Fueled by long-suppressed rage and the desire to avenge Shirisha, Raghava abandons his ascetic persona and travels back to Hyderabad. He systematically targets Ankineedu's syndicate, dismantling his operations and defeating his henchmen. In a final confrontation, Raghava kills Ankineedu, eliminating his reign of terror and securing safety for his family and the public.

==Cast==

- Prabhas as Raghava
- Anshu as Sirisha, Raghava’s love interest
- Shweta Agarwal as Maha Lakshmi
- Anandaraj as Ankineedu
- Murali Mohan as Raghava's father
- Prabha as Raghava's mother
- Brahmanandam as Shirisha's brother
- Rami Reddy as DSP
- Kota Srinivasa Rao as Raghava's uncle
- Bandla Ganesh as Raghava's friend
- Mohan Raj
- Gundu Hanumantha Rao
- Vizag Prasad
- Raghu Babu
- Rama Prabha
- Ram Charan
- Simran in item number in "Calcutta Pan Vesina"

==Soundtrack==
This movie has six songs composed by Mani Sharma. The song "Calcutta Pan Vesina" was reused "Aal Thotta Bhoopathi Nanada" from the Tamil film Youth, composed by Sharma. It was also featured in the 2026 Telugu dubbed version of the movie Youth. The song "Nee Styele" was based on the song "May Madham" from the Tamil film Shahjahan, composed by Sharma.

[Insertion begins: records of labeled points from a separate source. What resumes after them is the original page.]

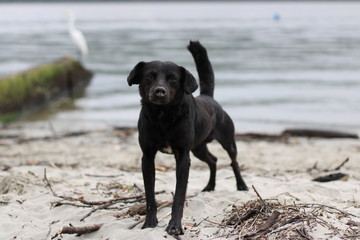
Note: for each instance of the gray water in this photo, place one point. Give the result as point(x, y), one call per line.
point(302, 70)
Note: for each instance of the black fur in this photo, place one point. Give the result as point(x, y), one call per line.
point(172, 120)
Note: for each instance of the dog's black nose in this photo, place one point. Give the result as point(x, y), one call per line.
point(160, 92)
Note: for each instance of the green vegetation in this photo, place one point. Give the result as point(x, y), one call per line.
point(21, 92)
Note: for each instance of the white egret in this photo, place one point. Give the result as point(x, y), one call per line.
point(76, 35)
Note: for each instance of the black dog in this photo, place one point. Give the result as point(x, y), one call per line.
point(173, 121)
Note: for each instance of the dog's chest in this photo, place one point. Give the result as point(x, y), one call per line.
point(166, 148)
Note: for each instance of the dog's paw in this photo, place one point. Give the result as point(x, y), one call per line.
point(209, 188)
point(242, 187)
point(174, 228)
point(150, 222)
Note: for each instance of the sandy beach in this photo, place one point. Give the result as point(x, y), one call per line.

| No. | Title | Lyrics | Singer(s) | Length |
|---|---|---|---|---|
| 1. | "Adugulona Adugu" | Veturi | Mallikarjun, Gopika Poornima | 4:47 |
| 2. | "Bootulu Tittakuraa" | Vennelakanti | Mano | 4:23 |
| 3. | "Calcutta Pan Vesina" | Suddala Ashok Teja | Shankar Mahadevan, K. S. Chithra | 4:53 |
| 4. | "Nammina Naa Madhi" | Veturi | Kalpana Raghavendar, Shreya Ghoshal | 5:32 |
| 5. | "Nee Styele" | Suddala Ashok Teja | Harish Raghavendra, Sujatha Mohan | 5:10 |
| 6. | "Sarigamapadanisa" | Veturi | Karthik, Kalpana, Premgi Amaren | 4:49 |

== Reception ==
Jeevi of Idlebrain.com opined that " 'Raghavendra' is definitely worth a look to see Prabhas's performance!" A critic from Full Hyderabad wrote that "Raghavendra is a classic case of taking the Lord's name in vain". Gudipoodi Srihari of The Hindu wrote, "In his second film, Prabhas look more confident and assertive. Yet, he still needs to perfect his diction. Writer Posani Krishnamurali provides enough scope for action sequences, and the six-ft hero makes best use of them". A critic from Sify wrote, "Suresh Krissna is back with a vengeance in his latest directorial venture Raghavendra which is an action packed movie that points out the loopholes in our system. The tall and rugged Prabhas has all the making of a superstar and he carries this otherwise insipid movie on his shoulders".